Bahia registra mais de 4 mil casos de Covid-19 em 24h


A Bahia registrou nas últimas 24 horas 4.348 casos de coronavírus e 58 mortes em decorrência da Covid-19, de acordo com boletim divulgado pela Secretaria de Saúde do Estado (Sesab). Ao todo, o estado tem 179.737 casos confirmados desde o início da pandemia e 3.736 óbitos confirmados.

Os casos confirmados ocorreram em 410 municípios baianos, com maior proporção em Salvador (33,67%). Os municípios com os maiores coeficientes de incidência por 100.000 habitantes foram Almadina (3.971,45%), Dário Meira (3.912,23%), Gandu (3.647,81%), Itajuípe (3.543,02%) e Ipiaú (3.287,34%).

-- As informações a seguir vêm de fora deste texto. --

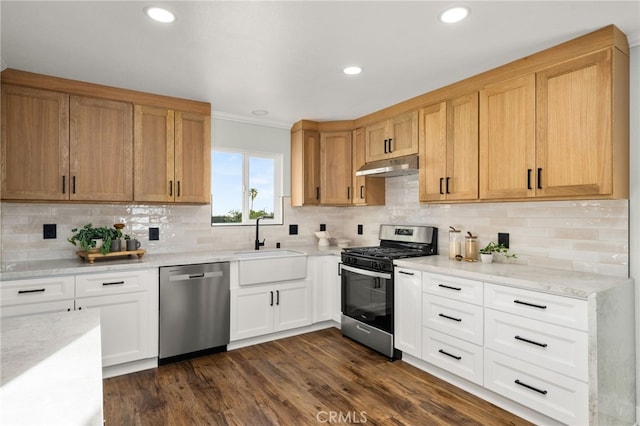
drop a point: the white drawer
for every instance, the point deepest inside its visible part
(561, 349)
(454, 355)
(461, 320)
(36, 290)
(560, 397)
(453, 287)
(116, 282)
(550, 308)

Ao todo, 162.838 já estão curados da doença e 80.151 continuam em investigação. Na Bahia, 15.986 profissionais da saúde foram confirmados para Covid-19.

No estado, dos 2.791 leitos disponíveis do Sistema Único de Saúde (SUS) exclusivos para coronavírus, 1.523 possuem pacientes internados, o que representa uma taxa de ocupação de UTI adulto de 67%. Vale lembrar que o número de leitos é flutuante, representando o quantitativo exato de vagas disponíveis no dia.  (Metro1)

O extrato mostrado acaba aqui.